The central character is Florent-Claude Labrouste, an agricultural civil servant who was left a substantial sum of money by his father. The first sense of nihilism comes early. He nearly drives his car off a road and his reaction is not relief; it’s “I had just failed in my second attempt at liberation.” Later he reflects that “society was a machine for destroying love”. It would be true to say he is essentially selfish (“I drove a diesel 4×4 – I mightn’t have done much good in my life, but at least I contributed to the destruction of the planet”), which played a significant part in the series of failed ‘romantic’ relationships which he details.
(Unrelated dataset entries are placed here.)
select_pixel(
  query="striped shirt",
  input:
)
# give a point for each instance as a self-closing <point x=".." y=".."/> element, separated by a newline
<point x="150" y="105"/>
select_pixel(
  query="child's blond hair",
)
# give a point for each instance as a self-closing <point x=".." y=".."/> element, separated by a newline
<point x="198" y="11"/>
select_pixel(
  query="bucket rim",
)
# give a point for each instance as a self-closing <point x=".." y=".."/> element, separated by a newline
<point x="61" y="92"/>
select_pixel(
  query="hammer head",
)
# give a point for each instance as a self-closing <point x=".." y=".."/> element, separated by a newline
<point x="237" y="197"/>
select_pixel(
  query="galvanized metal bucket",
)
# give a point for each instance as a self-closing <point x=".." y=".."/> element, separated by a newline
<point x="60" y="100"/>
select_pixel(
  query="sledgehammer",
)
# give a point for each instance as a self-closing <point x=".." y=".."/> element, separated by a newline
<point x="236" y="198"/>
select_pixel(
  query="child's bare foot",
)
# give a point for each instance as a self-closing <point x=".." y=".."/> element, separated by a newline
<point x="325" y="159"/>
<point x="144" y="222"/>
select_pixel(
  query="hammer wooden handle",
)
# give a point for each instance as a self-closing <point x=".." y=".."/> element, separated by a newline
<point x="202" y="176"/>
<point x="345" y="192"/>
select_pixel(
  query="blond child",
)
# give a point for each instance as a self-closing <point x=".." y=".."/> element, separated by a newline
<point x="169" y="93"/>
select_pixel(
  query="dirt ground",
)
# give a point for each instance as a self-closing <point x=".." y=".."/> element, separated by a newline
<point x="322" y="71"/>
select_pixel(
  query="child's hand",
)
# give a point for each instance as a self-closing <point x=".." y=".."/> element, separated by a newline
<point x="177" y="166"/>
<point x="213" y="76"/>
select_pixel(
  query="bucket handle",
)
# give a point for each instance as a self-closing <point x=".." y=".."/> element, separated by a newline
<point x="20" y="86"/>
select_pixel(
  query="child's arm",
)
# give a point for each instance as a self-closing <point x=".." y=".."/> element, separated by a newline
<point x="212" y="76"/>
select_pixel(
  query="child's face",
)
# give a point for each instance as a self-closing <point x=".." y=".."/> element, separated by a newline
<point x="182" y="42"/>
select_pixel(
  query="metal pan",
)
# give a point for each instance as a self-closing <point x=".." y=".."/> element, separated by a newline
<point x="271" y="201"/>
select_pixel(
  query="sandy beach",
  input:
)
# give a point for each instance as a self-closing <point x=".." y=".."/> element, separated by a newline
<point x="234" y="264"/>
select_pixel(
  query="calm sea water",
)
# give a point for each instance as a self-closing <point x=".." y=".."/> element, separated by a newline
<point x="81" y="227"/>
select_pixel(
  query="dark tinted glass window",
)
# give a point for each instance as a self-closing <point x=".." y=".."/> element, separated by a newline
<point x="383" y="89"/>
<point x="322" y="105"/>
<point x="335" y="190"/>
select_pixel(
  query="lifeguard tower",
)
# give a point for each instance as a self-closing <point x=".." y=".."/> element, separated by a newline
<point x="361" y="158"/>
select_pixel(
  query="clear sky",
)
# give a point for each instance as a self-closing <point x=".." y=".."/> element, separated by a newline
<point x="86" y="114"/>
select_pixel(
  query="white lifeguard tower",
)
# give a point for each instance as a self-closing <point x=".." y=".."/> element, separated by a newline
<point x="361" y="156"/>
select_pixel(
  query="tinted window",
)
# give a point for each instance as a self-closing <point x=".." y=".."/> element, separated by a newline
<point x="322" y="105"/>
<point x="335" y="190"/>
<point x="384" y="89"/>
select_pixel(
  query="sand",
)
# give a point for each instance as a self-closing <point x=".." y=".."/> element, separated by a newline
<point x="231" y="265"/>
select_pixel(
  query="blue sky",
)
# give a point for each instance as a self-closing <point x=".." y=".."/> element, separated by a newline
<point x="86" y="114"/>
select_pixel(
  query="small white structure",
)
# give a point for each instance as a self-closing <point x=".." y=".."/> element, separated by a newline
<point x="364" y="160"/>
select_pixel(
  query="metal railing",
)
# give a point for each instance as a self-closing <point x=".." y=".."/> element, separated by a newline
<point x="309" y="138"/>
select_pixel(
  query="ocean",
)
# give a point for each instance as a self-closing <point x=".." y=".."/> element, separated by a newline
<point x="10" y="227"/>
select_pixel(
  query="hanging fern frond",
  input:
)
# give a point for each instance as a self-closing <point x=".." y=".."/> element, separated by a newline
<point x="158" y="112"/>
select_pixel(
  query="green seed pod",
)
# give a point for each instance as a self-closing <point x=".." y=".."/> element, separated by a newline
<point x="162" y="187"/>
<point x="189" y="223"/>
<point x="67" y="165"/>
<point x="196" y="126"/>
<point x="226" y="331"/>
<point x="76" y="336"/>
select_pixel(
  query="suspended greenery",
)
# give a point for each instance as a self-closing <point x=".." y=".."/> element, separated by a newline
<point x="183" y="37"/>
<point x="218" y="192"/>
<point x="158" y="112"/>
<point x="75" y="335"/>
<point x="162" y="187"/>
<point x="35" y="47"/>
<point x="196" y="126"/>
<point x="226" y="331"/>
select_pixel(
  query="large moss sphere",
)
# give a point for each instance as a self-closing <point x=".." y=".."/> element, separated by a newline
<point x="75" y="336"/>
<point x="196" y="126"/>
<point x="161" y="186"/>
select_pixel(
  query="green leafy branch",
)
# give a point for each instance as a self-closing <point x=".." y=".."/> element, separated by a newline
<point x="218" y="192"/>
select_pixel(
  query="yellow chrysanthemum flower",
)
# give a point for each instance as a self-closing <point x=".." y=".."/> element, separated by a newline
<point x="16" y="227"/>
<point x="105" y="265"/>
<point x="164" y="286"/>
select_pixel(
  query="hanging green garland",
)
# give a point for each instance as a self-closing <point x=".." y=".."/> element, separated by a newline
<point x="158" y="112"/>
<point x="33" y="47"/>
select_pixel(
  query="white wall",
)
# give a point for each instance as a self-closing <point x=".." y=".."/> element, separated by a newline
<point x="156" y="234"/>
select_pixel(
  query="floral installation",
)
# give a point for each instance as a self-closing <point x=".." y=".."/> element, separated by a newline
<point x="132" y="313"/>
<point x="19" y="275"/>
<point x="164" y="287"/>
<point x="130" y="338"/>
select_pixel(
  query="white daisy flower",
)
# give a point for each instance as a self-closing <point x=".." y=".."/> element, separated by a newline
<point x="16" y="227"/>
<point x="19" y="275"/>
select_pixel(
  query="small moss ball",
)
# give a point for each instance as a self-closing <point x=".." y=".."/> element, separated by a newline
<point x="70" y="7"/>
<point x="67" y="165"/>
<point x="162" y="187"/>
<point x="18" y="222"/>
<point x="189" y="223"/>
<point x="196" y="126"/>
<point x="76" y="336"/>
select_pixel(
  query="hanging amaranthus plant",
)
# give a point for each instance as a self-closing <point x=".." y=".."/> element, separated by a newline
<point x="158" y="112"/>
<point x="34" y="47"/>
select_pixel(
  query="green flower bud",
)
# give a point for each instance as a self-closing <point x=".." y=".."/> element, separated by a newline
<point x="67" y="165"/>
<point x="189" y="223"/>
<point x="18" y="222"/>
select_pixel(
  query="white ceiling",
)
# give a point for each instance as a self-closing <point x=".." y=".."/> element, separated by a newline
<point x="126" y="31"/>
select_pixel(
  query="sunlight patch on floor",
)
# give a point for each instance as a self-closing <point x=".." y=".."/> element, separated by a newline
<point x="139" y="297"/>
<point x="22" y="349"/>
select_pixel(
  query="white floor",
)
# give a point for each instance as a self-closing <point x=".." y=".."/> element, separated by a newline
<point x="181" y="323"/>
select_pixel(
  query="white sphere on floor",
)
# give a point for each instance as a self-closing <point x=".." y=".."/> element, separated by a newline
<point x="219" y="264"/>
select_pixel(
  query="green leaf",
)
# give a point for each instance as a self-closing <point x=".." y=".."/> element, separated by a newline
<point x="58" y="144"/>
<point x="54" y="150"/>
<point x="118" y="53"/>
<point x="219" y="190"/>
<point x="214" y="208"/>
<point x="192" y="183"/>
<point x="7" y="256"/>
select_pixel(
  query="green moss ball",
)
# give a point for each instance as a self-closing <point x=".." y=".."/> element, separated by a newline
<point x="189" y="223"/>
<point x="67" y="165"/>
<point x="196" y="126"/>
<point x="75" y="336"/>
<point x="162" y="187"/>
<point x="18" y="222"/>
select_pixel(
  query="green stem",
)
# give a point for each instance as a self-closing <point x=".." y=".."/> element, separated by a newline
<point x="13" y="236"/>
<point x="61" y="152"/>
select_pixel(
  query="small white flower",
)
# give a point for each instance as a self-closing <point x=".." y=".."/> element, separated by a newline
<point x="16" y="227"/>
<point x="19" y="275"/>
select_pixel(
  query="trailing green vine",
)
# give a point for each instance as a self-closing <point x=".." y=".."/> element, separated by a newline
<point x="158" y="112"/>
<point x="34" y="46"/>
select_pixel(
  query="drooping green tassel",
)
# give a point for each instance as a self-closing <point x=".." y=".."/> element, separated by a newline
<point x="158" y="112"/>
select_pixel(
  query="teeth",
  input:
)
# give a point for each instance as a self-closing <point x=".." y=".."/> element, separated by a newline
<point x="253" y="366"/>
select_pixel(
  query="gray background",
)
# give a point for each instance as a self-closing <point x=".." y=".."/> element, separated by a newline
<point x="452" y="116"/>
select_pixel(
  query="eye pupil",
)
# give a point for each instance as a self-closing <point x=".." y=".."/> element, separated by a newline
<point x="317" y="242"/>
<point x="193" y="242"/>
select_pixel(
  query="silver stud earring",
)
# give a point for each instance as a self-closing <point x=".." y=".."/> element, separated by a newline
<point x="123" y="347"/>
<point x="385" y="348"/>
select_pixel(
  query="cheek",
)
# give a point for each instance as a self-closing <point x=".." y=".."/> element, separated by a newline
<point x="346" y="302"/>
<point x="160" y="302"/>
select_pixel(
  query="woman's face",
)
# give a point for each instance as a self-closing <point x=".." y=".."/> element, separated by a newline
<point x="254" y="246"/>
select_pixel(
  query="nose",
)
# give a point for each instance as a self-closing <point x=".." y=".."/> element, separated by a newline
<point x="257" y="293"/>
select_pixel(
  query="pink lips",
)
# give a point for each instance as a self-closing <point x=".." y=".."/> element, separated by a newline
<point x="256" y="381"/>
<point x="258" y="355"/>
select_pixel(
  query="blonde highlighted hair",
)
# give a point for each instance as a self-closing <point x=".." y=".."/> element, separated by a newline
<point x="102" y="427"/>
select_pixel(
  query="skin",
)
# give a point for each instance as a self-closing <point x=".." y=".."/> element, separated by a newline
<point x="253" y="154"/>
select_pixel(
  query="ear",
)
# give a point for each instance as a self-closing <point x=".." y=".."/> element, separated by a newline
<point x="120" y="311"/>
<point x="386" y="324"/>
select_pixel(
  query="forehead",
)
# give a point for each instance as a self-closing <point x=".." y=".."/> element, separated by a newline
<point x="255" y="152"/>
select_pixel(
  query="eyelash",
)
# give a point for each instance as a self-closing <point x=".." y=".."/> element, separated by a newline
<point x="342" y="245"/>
The drug he takes to combat his melancholic loneliness is Captorix, effectively prescribed serotonin, which has the side effect of reducing his libido – which may have been good news for the two pretty young girls who seek his help with the tyres of their VW Beetle (the car depicted on the home page).

The book has, of course, been translated from the French, although I think that does not excuse the cock-ups over the Pink Floyd album cover or the line-up of Deep Purple, British rock bands of those halcyon days being a topic of conversation between Labrouste and his old friend, the ill-fated Aymeric.

Just before the rioting kicks off, Labrouste goes for a stroll. “My walk on the cliffs was unfortunately a failure,” he tells us. “And yet never had the light been so beautiful, never had the air been so fresh and invigorating, never had the green of the meadows been so intense, never had the reflection of the sun on the wavelets of the almost flat ocean been so enchanting; neither, I think, had I ever been so unhappy.” Says it all, really.